Walkthrough: Defining an RDataFrame

(10 minutes)

Defining an RDataFrame is usually simple. Here’s how to do it in both C++ and Python:

Listing 4: RDataFrame definition (C++)
auto ntupleName = "tree1";
auto fileName = "experiment.root";
auto dataframe = ROOT::RDataframe(ntupleName,fileName);
Listing 5: RDataFrame definition (Python)
import ROOT

ntupleName = "tree1"
fileName = "experiment.root"
dataframe = ROOT.RDataframe(ntupleName,fileName)

Note

Actually, unless I’m writing a program that accepts the name of the n-tuple or its file as arguments, I usually don’t define separate variables like ntupleName or fileName the way I do in the above examples. I’m more likely to just simply do:

dataframe=ROOT.RDataframe("tree1","experiment.root")

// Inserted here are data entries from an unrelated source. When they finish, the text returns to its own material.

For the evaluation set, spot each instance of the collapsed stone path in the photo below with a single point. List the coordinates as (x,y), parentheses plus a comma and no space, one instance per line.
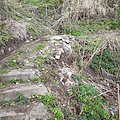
(53,59)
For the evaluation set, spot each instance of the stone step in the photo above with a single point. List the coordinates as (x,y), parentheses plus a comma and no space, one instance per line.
(26,90)
(37,112)
(23,74)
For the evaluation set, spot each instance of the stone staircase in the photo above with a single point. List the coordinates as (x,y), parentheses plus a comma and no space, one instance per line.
(31,111)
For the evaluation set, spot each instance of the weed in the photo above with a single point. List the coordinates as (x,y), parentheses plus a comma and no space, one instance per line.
(21,51)
(55,72)
(38,79)
(6,103)
(12,61)
(92,107)
(49,101)
(14,81)
(39,47)
(4,36)
(32,29)
(88,29)
(3,71)
(20,99)
(3,83)
(109,62)
(47,39)
(39,60)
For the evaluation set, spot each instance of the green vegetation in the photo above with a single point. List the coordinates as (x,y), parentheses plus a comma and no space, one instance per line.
(32,29)
(12,61)
(21,51)
(87,100)
(19,101)
(49,101)
(91,28)
(37,79)
(39,47)
(109,61)
(39,60)
(14,81)
(3,71)
(4,36)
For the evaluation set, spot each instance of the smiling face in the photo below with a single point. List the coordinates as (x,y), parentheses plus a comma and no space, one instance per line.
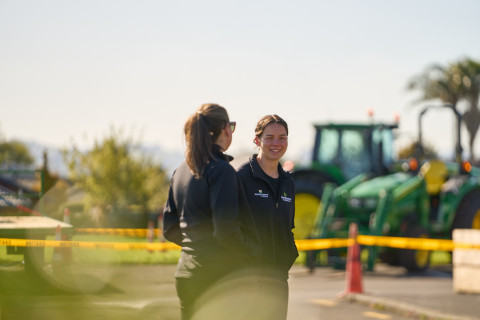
(273,142)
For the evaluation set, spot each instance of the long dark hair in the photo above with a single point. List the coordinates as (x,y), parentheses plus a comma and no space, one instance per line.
(201,130)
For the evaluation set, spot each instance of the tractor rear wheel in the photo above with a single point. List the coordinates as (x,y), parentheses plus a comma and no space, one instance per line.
(468,212)
(411,259)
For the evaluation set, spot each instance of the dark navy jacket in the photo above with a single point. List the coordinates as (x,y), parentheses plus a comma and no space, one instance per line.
(273,213)
(202,216)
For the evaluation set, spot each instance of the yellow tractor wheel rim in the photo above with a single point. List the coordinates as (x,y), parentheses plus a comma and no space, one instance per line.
(306,208)
(476,220)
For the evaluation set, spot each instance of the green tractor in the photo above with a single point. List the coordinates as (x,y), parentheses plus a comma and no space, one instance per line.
(340,153)
(428,199)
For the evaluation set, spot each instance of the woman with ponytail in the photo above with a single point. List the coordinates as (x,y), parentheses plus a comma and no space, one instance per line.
(202,212)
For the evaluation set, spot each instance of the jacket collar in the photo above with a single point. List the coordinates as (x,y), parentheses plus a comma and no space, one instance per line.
(217,152)
(258,171)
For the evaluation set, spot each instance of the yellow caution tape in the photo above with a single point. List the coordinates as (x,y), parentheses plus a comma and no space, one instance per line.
(302,245)
(320,244)
(87,244)
(120,232)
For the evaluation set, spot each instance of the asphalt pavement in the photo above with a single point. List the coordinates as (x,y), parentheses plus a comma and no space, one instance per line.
(148,292)
(427,295)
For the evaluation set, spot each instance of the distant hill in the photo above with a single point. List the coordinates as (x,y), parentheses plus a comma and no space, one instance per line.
(169,159)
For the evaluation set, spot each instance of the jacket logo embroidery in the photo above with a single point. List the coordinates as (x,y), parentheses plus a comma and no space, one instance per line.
(285,198)
(261,194)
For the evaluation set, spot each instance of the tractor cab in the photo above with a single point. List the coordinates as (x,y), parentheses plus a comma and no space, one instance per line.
(354,149)
(340,153)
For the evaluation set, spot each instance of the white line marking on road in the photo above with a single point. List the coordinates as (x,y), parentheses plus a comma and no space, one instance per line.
(377,315)
(323,302)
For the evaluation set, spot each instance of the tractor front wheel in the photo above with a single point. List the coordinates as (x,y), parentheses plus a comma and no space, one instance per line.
(468,213)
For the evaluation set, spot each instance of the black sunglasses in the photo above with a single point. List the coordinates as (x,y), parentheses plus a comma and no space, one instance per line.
(232,125)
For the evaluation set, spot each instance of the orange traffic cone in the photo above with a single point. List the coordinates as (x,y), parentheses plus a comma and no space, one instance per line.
(353,274)
(57,251)
(66,215)
(160,228)
(66,251)
(150,233)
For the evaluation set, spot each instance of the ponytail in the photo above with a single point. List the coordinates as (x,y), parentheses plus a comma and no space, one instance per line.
(202,129)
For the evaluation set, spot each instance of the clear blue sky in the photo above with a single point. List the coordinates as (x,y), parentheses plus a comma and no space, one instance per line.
(72,69)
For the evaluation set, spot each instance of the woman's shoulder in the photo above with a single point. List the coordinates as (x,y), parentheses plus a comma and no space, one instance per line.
(245,167)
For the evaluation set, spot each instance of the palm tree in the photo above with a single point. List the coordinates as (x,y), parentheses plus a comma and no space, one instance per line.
(469,70)
(451,84)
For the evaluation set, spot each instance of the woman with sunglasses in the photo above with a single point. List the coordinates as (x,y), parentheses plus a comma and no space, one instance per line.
(202,214)
(270,195)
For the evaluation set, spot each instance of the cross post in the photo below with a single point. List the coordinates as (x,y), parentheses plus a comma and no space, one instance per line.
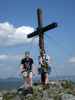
(40,32)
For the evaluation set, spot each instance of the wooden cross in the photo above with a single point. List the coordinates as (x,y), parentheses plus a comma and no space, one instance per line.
(40,31)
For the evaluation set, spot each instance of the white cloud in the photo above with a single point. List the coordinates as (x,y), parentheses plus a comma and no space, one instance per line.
(72,60)
(11,35)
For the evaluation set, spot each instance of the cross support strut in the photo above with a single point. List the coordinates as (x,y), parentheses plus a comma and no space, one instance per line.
(40,32)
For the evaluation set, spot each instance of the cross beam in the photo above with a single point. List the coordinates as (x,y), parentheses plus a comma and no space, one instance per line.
(40,32)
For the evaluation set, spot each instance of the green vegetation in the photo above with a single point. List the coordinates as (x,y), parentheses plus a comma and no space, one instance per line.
(41,92)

I’m doing this the long way so you can get a sense of what the arguments mean.

The name dataframe in this example is arbitrary. If you visited the ROOT website’s RDataFrame page, you can see they typically use a short name like df to save on typing. Since I know how to use copy-and-paste, I’ve opted to use a longer variable name for clarity.

Note

For now, I’m showing both C++ and Python examples of the code. Eventually, when I think I’ve shown enough examples so you can convert one to the other, I’ll stop showing both in parallel. You’ve probably already noticed how, at least for RDataFrame, the code is very similar.

Note

I assume that you’re working through The RDataframe Path interactively, probably in a notebook. You only have to define your dataframe once per session. I’m not usually going to include the above commands in the listings below. If you restart ROOT or the notebook kernel, be sure to initialize dataframe again.

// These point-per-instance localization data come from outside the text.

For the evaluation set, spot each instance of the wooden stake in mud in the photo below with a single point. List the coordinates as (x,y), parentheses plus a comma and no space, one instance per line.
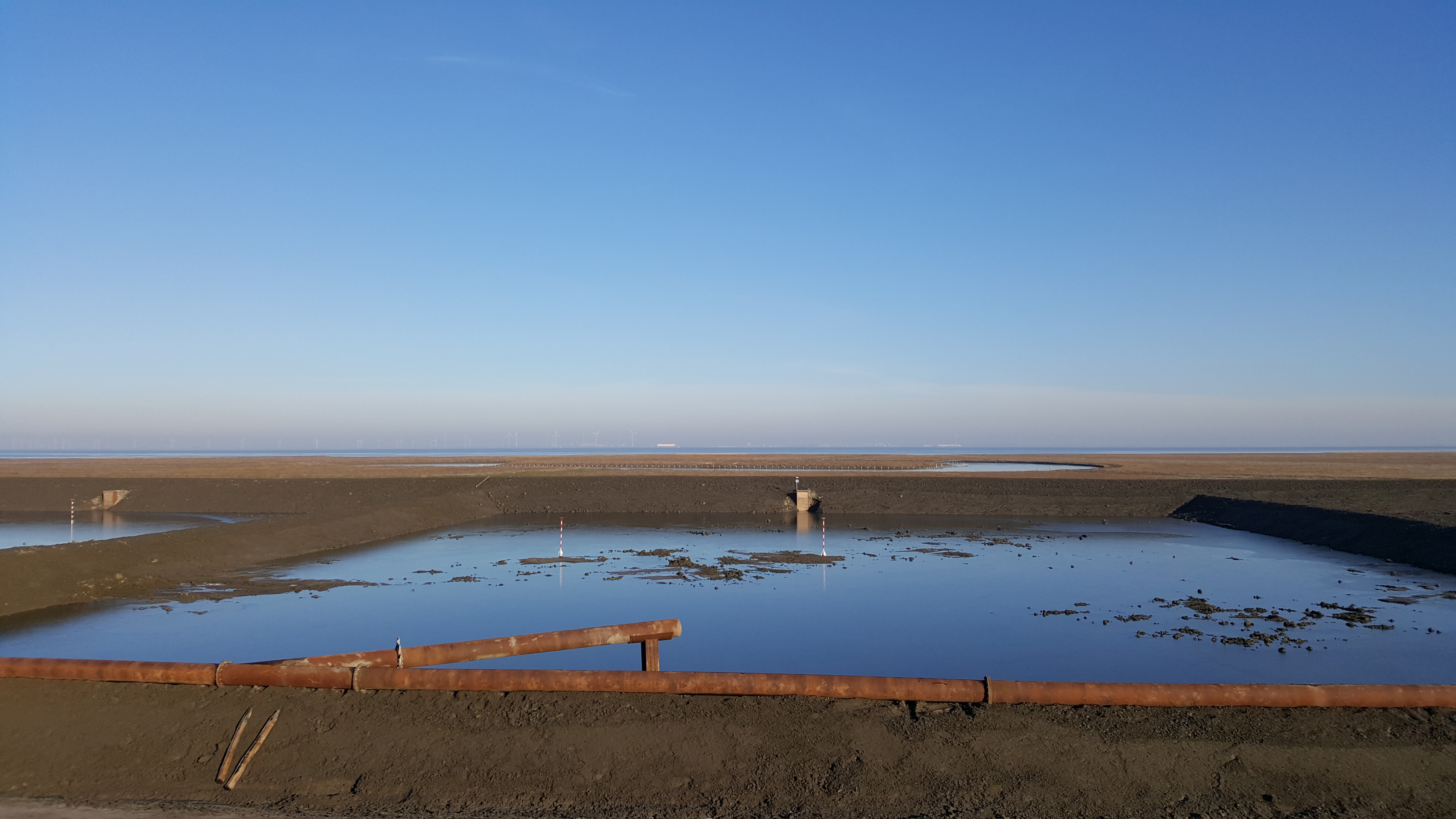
(232,747)
(252,751)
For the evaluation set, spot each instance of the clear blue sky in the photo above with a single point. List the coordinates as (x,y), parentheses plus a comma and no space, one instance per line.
(794,223)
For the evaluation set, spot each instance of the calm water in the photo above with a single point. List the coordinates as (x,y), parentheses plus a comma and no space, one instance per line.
(912,596)
(49,528)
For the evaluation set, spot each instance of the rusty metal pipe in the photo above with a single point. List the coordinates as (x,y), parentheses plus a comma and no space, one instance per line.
(679,682)
(745,684)
(110,671)
(445,654)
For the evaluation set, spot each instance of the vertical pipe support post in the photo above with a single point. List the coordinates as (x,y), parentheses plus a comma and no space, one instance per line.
(650,656)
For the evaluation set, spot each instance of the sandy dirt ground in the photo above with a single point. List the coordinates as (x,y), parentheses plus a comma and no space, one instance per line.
(692,757)
(104,751)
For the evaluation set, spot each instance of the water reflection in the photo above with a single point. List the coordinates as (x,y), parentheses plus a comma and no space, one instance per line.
(49,528)
(1151,600)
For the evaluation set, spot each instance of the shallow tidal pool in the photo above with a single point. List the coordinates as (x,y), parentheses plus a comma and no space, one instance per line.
(50,528)
(1056,600)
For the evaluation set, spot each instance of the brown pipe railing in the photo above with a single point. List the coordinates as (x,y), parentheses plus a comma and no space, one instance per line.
(742,684)
(645,633)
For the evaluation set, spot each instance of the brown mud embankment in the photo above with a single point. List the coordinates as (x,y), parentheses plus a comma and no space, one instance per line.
(321,515)
(689,757)
(1395,540)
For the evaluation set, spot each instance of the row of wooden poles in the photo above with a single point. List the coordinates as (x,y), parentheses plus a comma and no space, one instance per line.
(399,670)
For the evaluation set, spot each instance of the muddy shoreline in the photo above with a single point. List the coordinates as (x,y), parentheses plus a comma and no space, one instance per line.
(155,747)
(691,757)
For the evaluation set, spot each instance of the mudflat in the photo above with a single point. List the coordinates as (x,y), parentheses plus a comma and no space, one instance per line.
(137,745)
(691,757)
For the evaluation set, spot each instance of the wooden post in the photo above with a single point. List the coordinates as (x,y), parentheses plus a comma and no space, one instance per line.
(650,658)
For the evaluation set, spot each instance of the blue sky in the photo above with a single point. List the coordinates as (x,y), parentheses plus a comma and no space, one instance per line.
(793,223)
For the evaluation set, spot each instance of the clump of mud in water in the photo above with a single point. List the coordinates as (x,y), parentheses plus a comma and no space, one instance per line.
(791,557)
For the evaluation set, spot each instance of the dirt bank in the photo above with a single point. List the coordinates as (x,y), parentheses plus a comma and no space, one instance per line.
(691,757)
(1414,542)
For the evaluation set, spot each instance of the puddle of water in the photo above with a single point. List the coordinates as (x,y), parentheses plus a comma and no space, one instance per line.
(991,467)
(903,596)
(50,528)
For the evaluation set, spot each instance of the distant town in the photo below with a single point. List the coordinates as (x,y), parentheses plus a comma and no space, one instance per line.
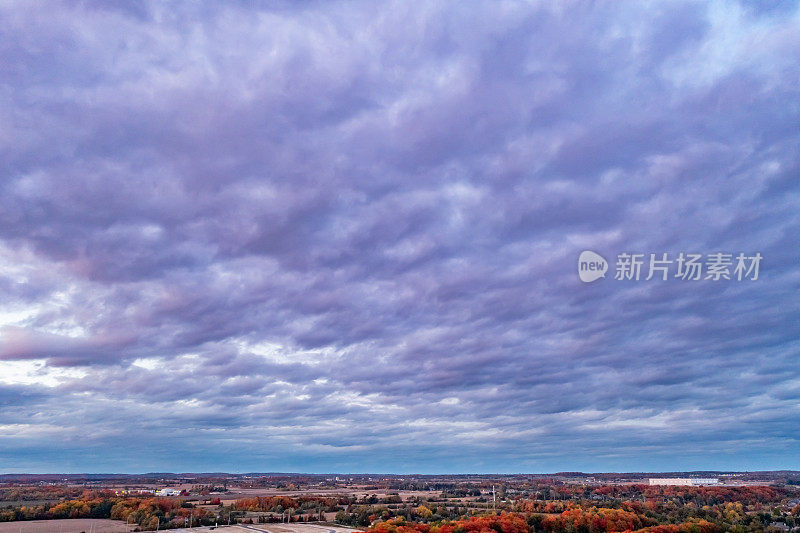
(675,502)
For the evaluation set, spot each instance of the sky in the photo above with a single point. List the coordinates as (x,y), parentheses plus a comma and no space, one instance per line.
(344,236)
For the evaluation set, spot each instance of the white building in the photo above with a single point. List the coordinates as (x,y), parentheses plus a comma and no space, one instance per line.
(687,481)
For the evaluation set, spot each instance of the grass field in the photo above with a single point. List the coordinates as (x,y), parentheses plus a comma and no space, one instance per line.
(78,525)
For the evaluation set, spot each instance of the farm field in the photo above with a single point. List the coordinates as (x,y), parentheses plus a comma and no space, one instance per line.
(76,525)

If you’d like to see the names of the columns in the dataframe, it’s easy to do interactively:1

Listing 6: RDataframe description
dataframe.Describe()

If you’d like a peek at the first few values (roughly equivalent to the TTree::Scan() method in The C++ Path or The Python Path):2

Listing 7: RDataframe - displaying the first few rows (C++)
dataframe.Display()->Print()
Listing 8: RDataframe - displaying the first few rows (Python)
dataframe.Display().Print()

Give these commands a try to see what they tell you about the n-tuple tree1.

xkcd health_data

Figure 45: https://xkcd.com/2620/ by Randall Munroe


1

If the Describe or Display methods don’t work for you, don’t panic. These were added to the very latest version of ROOT. While I try to keep the ROOT versions up-to-date for everyone on the Nevis particle-physics systems, sometimes (due to complex reasons that are beyond irrelevant to you, trust me) I can’t offer you the latest-and-greatest.

2

If you’re using C++: You’ll have to observe via my examples when an RDataFrame method returns a pointer; that is, when you have to use -> to access a method. Remember that you had to deal with this back when you were fitting histograms.